Of walvissen gaan spotten in Noorwegen? De Zwitserse bergen intrekken? Nee, hetgeen ze eigenlijk echt had willen doen, had die presidentsvrouw haar al afgepakt. In feite ze was nog steeds een tikkeltje kwaad op Michelle. Ze herinnerde zich nog het diner waar ze haar idee aan Michelle vertelde en twee weken later stond die er al mee in de krant. Nu ja, die moestuin moest ze dan maar laten vallen, misschien kon ze zich op kunst storten zoals Paola van hiernaast.
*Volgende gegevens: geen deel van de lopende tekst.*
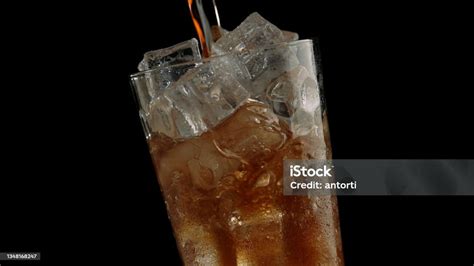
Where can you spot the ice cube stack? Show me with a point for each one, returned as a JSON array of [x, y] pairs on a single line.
[[252, 61]]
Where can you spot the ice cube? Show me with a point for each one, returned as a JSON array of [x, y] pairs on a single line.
[[253, 42], [199, 100], [267, 65], [163, 70], [252, 33], [183, 52], [199, 245], [253, 133], [294, 96], [289, 36], [262, 227]]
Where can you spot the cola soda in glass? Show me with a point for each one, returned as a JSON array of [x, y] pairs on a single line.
[[219, 130]]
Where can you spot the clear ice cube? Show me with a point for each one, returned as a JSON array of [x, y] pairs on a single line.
[[183, 52], [199, 100], [294, 96], [289, 36], [252, 33]]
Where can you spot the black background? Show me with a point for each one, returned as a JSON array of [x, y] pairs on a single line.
[[77, 183]]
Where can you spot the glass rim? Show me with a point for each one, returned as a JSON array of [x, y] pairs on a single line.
[[205, 60]]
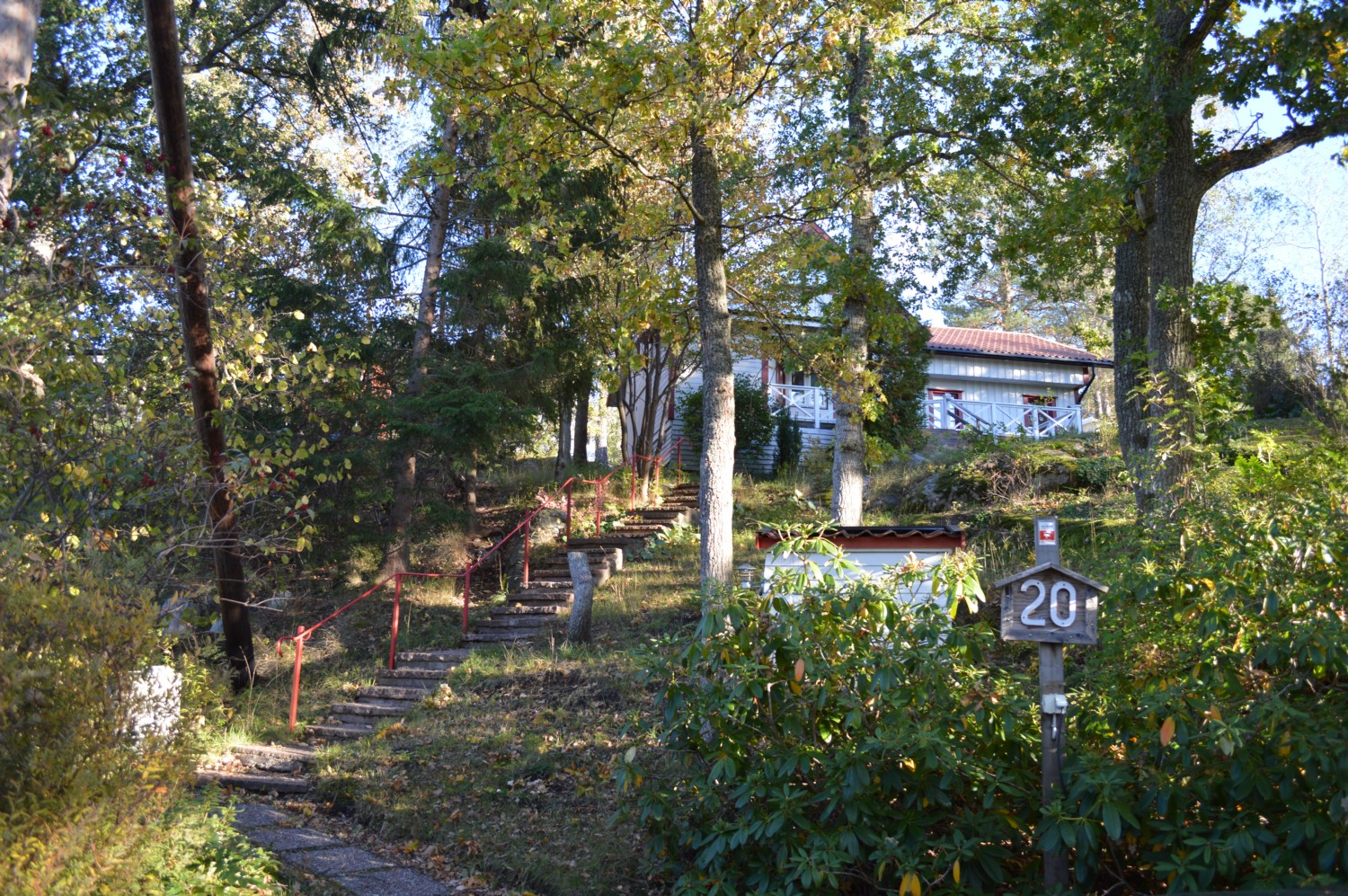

Ze nam nog een trekje van haar sigaret. Ze had dorst. Behoedzaam vulde ze het glas dat zoals steeds klaar stond op haar kaptafel. Daarnaast stond de heerlijkste whisky die er was. In twee slokken kapte ze het goedje naar binnen en schonk toen nog een glas in. Dat is wat anders dan de oranjebitter die ze overal geserveerd kreeg. En iedereen maar denken dat ze het lekker vond. Ze braakte ervan, maar ze was ‘hare majesteit’ dus kon ze niets anders doen dan glimlachend uitdrinken en zeggen dat ééntje wel genoeg was.

Nog drie maanden en dan was ze er vanaf en dan was er misschien tijd voor een nieuwe liefde? Ze voelde hoe haar wangen lichtjes warm werden. Als Charles er mee weg kon komen, dan zij toch ook. Ze was weduwe dus niemand kon haar iets verwijten.
Hé, wat jammer nou, haar sigaret was op. Ze zocht iets om de peuk in te doven toen er werd op de deur geklopt. Snel dropte ze de peuk in de vaas tulpen die op haar nachtkastje stonden. Hmm, die moesten trouwens dringend ververst worden.
‘Hare majesteit? Hare majesteit…’ riep één van de bediendes aan de deur ‘slaapt u al?’
‘Nee hoor, mijn jongen…’ riep ze terug, vliegensvlug nam ze haar luchtverfrisser en spoot er lichtjes paniekerig mee in de lucht. Het goedje benam haar even van haar adem waardoor ze moest hoesten. Snel ging ze naar de deur en opende die een klein beetje.
‘Kuch…, wat is er aan de hand?’ kuchte ze
‘Koning Albert aan de lijn. Hij wil je feliciteren.’
O god, eigenlijk had ze geen zin in een gesprek nu. Nu ja, Bertje heeft al zorgen genoeg met zijn landje en zonen, ik kan hem wel effe oppeppen.
‘O nou, geef hem dan maar door.’
De telefoon in haar kamer ging over. Ze nam nog een slok whisky en pikte de hoorn op.